If you think Mulholland
Drive was a great film (and many do), then you might like David
Cronenberg’s Maps to the Stars (MC-67, NFX). I don’t, and I didn’t -- despite the presence
of Julianne Moore and Mia Wasikowska, who give the proceedings some interest. The former, an obnoxious Hollywood star who
has seen better days, hires the latter as her “chore whore,” and gets more than
she bargained for. And we get more than
we care for, of odious celebrities and noxious show business. Sunny SoCal is dark and decadent, we get it,
but the satire is queasy and almost humorless.
Amy Adams stands alone as the
only reason to see Big Eyes (MC-62, NFX). She plays Margaret Keane, the real-life
painter of those big-eyed kids so ubiquitous in the Fifties, which her husband
Walter presented as his own. Tim Burton
offers a nice pictorial evocation of the period, but allows Christoph Waltz to
deliver a cartoonish performance as Walter.

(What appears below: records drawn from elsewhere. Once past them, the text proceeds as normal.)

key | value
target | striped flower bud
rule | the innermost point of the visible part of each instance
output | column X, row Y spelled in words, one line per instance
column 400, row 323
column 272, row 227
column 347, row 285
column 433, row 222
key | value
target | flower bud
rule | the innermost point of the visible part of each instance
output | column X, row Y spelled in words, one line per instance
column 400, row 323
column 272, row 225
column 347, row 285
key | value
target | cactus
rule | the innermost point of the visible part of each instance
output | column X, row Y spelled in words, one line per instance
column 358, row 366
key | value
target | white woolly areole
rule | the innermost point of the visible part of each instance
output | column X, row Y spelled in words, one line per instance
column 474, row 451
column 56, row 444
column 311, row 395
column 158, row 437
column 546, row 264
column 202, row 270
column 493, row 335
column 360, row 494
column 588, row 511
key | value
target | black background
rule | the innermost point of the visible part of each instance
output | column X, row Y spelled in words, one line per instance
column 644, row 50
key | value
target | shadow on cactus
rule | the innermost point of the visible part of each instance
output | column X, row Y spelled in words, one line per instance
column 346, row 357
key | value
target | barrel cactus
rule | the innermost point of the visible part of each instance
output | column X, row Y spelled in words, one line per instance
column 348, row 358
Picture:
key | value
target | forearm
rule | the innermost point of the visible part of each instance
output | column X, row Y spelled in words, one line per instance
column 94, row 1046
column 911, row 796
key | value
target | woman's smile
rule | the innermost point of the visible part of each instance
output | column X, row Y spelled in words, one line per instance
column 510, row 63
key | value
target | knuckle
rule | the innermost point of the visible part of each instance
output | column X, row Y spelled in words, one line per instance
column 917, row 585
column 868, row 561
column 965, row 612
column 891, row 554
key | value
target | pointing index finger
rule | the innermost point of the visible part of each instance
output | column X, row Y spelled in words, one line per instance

That matched poorly with Adams’ more soulful take on her character, and
tilted the story off its axis, made it more a rigged game than the pre-feminist
fable it wanted to be. Burton is amusing in airing his gripes about the differences
between critical and popular appeal in art, but watch this only if you find Amy
always adorable.
Even though the song says,
“No One is Alone,” several women are lost by themselves in Rob Marshall’s
adaptation of the Stephen Sondheim musical Into the Woods (MC-69,
NFX), including Anna Kendrick, Meryl Streep, and Emily Blunt. This live-action mash-up of fairy tales --
including Cinderella, Little Red Riding Hood, and others – is from Disney, but
not too Disneyfied. Sondheim’s sharp wit
dominates, and the filmed musical provided one relative newbie to his work with
a nice taste of his music and lyrics.
More tuned-in viewers might find more fault.
Hillary Swank is a woman
ranching alone on the Nebraska Territory prairie in The Homesman (MC-68, NFX), and does a credible job in portraying someone on the verge of becoming an old
maid, rejected by one hoped-for suitor as “plain as a tin pail.” She’s still better off than the three married
women driven mad by the hardships of frontier life, whom she contracts to
deliver to an asylum back across the river.
She seeks the assistance of an old reprobate played by Tommy Lee Jones,
who also directed. Within the
traditional framework of a Western journey, in reverse, the film provides a bleak, but
welcome, feminine perspective on the settling of the American frontier. It takes some turns I couldn’t or wouldn’t
follow, but the trip does go places and see things.